The Audio-Visual Gap in Embodied AI

Vision models and audio models have both improved rapidly, but multimodal LLMs still struggle with first-person video that requires understanding both. I think this is a major bottleneck in egocentric AI, and it’s a data problem more than an architecture problem.
First-Person Video is an Audio Problem
Third-person video is forgiving: stable camera, framed scene, subject in view. First-person video breaks those assumptions. The camera moves constantly, hands occlude the scene, and the person whose actions matter most is never visible. A knife hitting a cutting board when the hands are out of frame, a door closing off-screen, a conversation that explains why the person just changed tasks: in egocentric video, audio routinely carries context that vision misses.
Most multimodal LLMs bias heavily toward visual signals in egocentric settings because that’s what the training data rewards. Existing egocentric datasets lack text labels that coherently capture both modalities together. Narrations describe what’s visible, not what’s audible. So models learn to neglect audio cues. A vision-only model can identify objects on a counter but can’t tell that the pan is sizzling. It misses the verbal instruction that triggered a task switch. It has no way to detect an off-screen doorbell or timer.

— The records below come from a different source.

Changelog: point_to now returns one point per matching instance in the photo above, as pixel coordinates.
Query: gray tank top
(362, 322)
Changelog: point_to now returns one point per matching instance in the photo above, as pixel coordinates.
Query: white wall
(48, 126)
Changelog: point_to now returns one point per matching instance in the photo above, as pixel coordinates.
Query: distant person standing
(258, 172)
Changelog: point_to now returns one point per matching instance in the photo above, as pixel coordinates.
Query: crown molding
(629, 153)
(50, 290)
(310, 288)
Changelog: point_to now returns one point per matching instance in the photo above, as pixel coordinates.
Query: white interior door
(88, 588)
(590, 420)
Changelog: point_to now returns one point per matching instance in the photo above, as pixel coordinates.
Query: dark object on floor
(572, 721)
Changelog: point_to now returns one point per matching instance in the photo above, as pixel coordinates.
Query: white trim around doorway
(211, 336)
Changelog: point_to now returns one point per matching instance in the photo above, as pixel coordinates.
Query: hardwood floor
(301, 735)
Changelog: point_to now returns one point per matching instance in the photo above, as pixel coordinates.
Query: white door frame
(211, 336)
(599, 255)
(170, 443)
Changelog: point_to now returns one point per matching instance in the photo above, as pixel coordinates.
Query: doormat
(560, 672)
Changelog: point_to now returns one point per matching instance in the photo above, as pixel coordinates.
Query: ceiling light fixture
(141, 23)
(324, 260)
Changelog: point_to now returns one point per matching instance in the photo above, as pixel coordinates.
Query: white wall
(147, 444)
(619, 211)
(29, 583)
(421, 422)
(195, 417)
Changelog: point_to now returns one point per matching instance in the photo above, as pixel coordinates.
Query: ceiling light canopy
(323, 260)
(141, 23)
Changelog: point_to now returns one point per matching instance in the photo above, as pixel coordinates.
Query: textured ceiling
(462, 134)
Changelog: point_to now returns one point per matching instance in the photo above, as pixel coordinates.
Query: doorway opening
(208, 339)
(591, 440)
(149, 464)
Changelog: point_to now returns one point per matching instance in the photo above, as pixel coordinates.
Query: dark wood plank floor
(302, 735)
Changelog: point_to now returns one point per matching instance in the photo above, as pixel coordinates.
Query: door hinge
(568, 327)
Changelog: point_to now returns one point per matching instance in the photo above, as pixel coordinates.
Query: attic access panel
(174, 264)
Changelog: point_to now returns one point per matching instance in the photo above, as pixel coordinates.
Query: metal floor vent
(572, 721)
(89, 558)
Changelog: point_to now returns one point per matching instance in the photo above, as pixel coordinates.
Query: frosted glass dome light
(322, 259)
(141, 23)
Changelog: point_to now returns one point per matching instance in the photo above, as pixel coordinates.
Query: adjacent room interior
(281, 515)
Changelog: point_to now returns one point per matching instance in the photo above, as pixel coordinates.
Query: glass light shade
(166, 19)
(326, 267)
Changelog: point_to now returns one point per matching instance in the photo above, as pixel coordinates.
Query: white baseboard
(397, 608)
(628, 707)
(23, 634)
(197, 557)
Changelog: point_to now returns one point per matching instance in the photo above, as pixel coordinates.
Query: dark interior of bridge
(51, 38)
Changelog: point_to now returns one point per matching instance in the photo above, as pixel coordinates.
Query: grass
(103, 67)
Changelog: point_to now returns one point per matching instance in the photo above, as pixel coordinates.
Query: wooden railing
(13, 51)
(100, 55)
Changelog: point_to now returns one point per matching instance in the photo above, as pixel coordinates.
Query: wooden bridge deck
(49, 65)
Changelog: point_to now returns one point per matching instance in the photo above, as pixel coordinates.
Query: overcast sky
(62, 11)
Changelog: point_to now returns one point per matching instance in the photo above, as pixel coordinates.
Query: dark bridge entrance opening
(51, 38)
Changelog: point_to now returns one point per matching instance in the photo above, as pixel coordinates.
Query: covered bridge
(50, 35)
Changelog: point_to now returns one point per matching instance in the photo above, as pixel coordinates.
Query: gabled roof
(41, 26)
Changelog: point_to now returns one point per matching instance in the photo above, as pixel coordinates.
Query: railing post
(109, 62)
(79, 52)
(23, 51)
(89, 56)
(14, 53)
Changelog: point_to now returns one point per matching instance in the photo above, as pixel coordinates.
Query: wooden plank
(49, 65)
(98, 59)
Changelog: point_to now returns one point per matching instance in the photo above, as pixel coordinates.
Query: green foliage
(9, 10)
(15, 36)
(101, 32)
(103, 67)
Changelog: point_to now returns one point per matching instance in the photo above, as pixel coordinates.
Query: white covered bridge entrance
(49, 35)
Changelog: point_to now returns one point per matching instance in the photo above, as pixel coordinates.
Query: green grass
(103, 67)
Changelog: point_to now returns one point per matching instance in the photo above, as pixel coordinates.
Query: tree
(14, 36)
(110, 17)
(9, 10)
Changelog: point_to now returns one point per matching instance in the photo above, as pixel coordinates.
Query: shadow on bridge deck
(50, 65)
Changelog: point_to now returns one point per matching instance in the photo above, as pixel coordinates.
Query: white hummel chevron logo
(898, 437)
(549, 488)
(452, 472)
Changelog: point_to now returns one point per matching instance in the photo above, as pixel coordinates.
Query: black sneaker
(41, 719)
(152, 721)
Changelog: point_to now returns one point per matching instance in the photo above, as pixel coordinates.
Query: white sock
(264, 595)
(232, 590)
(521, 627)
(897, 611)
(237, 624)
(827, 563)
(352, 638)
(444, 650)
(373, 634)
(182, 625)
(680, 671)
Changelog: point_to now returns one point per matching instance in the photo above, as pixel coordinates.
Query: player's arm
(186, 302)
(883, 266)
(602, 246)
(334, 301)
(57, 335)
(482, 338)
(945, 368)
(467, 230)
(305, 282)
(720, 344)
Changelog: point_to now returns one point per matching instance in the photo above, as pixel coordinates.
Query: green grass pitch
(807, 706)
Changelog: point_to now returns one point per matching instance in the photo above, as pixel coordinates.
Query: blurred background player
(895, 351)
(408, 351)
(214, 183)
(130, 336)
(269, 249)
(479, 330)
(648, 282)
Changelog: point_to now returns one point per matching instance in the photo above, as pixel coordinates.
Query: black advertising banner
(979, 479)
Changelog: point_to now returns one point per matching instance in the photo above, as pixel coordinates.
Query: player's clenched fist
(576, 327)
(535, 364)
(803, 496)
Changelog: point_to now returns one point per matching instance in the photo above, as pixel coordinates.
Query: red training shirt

Fix the Data, Fix the Model
EgoAVU builds a data generation pipeline that links audio and visual context during annotation. Cross-modal correlation modeling enriches narrations with joint audio-visual information, so the training signal has both modalities entangled from the start rather than fused at inference.
The resulting dataset, EgoAVU-Instruct, has 3 million samples. Fine-tuning multimodal LLMs on it yields up to 113% improvement on the EgoAVU benchmark and transfers to other egocentric benchmarks: up to 28% relative improvement on EgoTempo and EgoIllusion without being trained on them. The architectures didn’t change; the data did.
SLAP shows the same pattern on the audio side. It scales language-audio pretraining to 109 million audio-text pairs, up from a few million in prior CLAP-style models, while supporting variable-duration audio and combining contrastive, self-supervised, and captioning objectives in a single stage. State-of-the-art on audio-text retrieval and zero-shot classification.
Beyond Data: Temporal Alignment, Modality Trust, and On-Device Cost
EgoAVU and SLAP each solve part of the problem: better audio-visual data, better audio representations. But data is only the first bottleneck.
Audio and visual events don’t always coincide: a microwave beep precedes the door opening by several seconds, a notification sound triggers a head turn a moment later. Models need to learn these causal and temporal relationships, not just co-occurrence within the same clip. And even when events are aligned, which modality to trust depends on context. In a noisy kitchen, audio may be unreliable for identifying specific actions, but in a quiet office, a keyboard click is more informative than a static frame of someone at a desk. Current fusion approaches are mostly context-blind.
These problems get harder on-device. Egocentric applications like AR glasses are latency-sensitive and power-constrained. Processing both audio and video streams in real time is a systems challenge on top of the modeling one, and the fusion layer can’t be an expensive addition on top of already-heavy encoders.
The vision-language and audio-language stacks are each maturing independently. Joint audio-visual understanding that works on real hardware at real-time latency is the harder, less explored problem.